2021 Total Solar Eclipse: How to watch on 4th December
How to watch Total Solar Eclipse?
On Saturday (Dec. 4), the year’s only total solar eclipse will occur, and those living in the far south of the globe may be able to see it. Alternatively, if the Antarctic weather holds, a live stream may be accessible.
Solar eclipses occur when the new moon passes in front of the sun’s face as seen from Earth.
When the moon is close enough in its orbit around Earth to block 100 percent of the solar disc, a total solar eclipse occurs, such as the one that crossed the United States on Aug. 21, 2017. Observers in the limited line of totality will view a 360-degree sunset and the sun’s fiery outer coating, known as ‘the corona’, during the eclipse peak.
Although some partial phases can be seen in Australia, New Zealand, Argentina, and South Africa, the best visibility for this eclipse is from Antarctica and adjacent waters.
After the 2021 eclipse, we’ll have to wait nearly 18 months for the next total solar eclipse, which will occur on April 20, 2023. According to NASA‘s eclipse site, this will pass across a much more populated region, including south and east Asia.
The eclipse, like most solar eclipses, will be brief.
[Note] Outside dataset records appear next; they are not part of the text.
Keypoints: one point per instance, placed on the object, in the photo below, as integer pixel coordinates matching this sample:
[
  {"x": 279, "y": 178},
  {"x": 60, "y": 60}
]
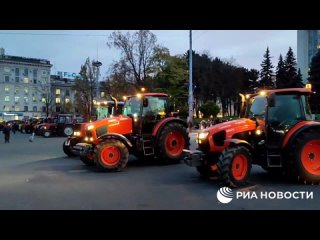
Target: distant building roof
[{"x": 24, "y": 60}]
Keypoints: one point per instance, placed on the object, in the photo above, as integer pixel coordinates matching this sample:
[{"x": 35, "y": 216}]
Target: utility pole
[
  {"x": 97, "y": 65},
  {"x": 190, "y": 99}
]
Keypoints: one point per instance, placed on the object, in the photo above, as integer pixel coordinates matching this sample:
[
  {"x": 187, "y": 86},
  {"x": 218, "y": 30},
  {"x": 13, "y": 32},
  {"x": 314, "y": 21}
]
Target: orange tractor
[
  {"x": 146, "y": 129},
  {"x": 104, "y": 108},
  {"x": 276, "y": 131}
]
From Earth’s perspective, the moon’s shadow is quite small, and we are fortunate that it is sometimes just big enough to cover the full face of the sun.
According to Sky & Telescope, totality will endure only 1 minute and 54 seconds at most; however, this is extremely dependant on where you are standing within the path of totality. The eclipse’s partial phase will last one hour.
The partial solar eclipse starts at 2 a.m. EST (0700 GMT), and the total solar eclipse’s maximum peak is at 2:33 a.m. EST (0733 GMT). According to NASA, the partial eclipse will end around 3:06 a.m. (0806 GMT).
Tips for safe watching
Use special protective eyewear or certified eclipse glasses to safely observe the sun or watch an eclipse. Simple sunglasses, even if they provide UV protection, are insufficient to safeguard your eyes. The safest way to see an eclipse is with a pinhole camera, which you can easily create at home.
Even during near-totality phases, astronomers must employ special sun filters on their equipment. Even with your smartphone, a basic wide-angle shot should suffice if you need to chronicle one of these events with a camera.
During solar eclipses, NASA advises that you exercise extreme caution. “If you’re in the path of a total solar eclipse, you should only remove your solar viewing or eclipse glasses when the moon blocks the sun,” NASA says.